In using rpy2
with a built-in dataset from the synthpop
R package (SD2011
), I get this error:
robjects.r('head(SD2011)')
# ...
# ValueError: codes need to be between -1 and len(categories)-1
I drilled down the problem into a column which has null entries, e.g. I get the same error when doing this, but not adjacent rows or columns:
robjects.r('SD2011[3, 27]')
I confirmed this is a null value with:
robjects.r('is.na(SD2011[, 27])')
# array([0, 0, 1, ..., 0, 0, 0], dtype=int32)
Why is rpy2
not handling this gracefully?
Here's my notebook running through it.
Why is rpy2 not handling this gracefully?
This seems like a bug triggered during the conversion of the R factor to pandas with rpy2 versions 2.9.x (the dev branch default
, future 3.0.x, does not have this issue). Specifically when doing:
res = pandas.Categorical.from_codes(numpy.asarray(obj) - 1,
categories = obj.do_slot('levels'),
ordered = 'ordered' in obj.rclass)
R "factor" objects are vector of integers, with each integer an index in an associated vector of "levels". The converter is simply subtracting one because R arrays are one-indexed and Python arrays are zero-index, but this is breaking whenever there are missing values (NAs) because R is using a specific integer to encode missing integers (an extreme value) and Python, numpy, and pandas does not have an equivalence for this.
I opened an issue to track this and in the meantime, workarounds can be to replace the NAs on the R side to a level (and call them, say, "missing" or "NA"), change the factors to arrays of strings, or to modify the pandas converter for R factors.
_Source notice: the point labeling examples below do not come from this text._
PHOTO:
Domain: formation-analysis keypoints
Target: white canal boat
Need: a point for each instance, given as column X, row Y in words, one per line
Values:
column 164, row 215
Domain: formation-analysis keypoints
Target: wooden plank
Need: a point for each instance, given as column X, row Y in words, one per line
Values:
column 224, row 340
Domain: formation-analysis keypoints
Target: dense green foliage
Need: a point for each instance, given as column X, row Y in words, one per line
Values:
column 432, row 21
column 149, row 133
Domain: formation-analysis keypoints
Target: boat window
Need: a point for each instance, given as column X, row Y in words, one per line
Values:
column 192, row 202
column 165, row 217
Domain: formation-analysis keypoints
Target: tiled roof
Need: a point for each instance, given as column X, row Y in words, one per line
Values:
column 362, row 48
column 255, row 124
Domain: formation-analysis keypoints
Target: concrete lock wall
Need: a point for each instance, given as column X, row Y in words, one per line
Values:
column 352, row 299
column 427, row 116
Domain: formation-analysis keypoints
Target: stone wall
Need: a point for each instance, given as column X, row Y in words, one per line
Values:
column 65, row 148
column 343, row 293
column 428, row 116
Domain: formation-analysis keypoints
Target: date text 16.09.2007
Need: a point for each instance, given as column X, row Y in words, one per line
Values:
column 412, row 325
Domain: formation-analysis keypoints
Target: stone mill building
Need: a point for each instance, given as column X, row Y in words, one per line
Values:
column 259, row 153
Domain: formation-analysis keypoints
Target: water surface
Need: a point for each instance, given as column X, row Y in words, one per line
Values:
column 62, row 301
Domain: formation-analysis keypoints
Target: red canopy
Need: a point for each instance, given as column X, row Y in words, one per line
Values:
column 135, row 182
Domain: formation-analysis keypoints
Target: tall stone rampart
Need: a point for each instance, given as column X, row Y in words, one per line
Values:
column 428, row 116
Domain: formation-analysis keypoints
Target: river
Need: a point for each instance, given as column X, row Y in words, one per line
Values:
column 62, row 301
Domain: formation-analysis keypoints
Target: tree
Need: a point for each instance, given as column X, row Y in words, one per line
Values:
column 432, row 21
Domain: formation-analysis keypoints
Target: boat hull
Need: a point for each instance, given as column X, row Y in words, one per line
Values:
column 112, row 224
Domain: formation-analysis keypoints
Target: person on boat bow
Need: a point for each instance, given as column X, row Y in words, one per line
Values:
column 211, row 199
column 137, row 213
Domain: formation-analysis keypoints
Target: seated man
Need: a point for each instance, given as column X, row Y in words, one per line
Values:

For example:
robjects.r("""
SD2011_nofactor <- SD2011 %>%
dplyr::mutate_if(is.factor,
funs(as.character(.))
""")
(Or use rpy2's Pythonic interface to dplyr)
Note:
Few things are succcessively happening when doing:
robjects.r('SD2011[3, 27]')
- the R code
SD2011[3, 27]
is evaluated
- the result of that evaluation is going through the robjects-level conversion
- the object resulting from that conversion is shown in your notebook
If unsure, finding which one of the Python statements below is the first to fail can tell it:
Evaluate the R code (the added TRUE
is to prevent the evaluation from returning
x
).
robjects.r('x <- SD2011[3, 27]; TRUE')
Fetch the object x
obtained from the evaluation above and bind it to a Python symbol (the conversion will be aplied).
x = robjects.r('x')
Show a text representation of the converted object
repr(x)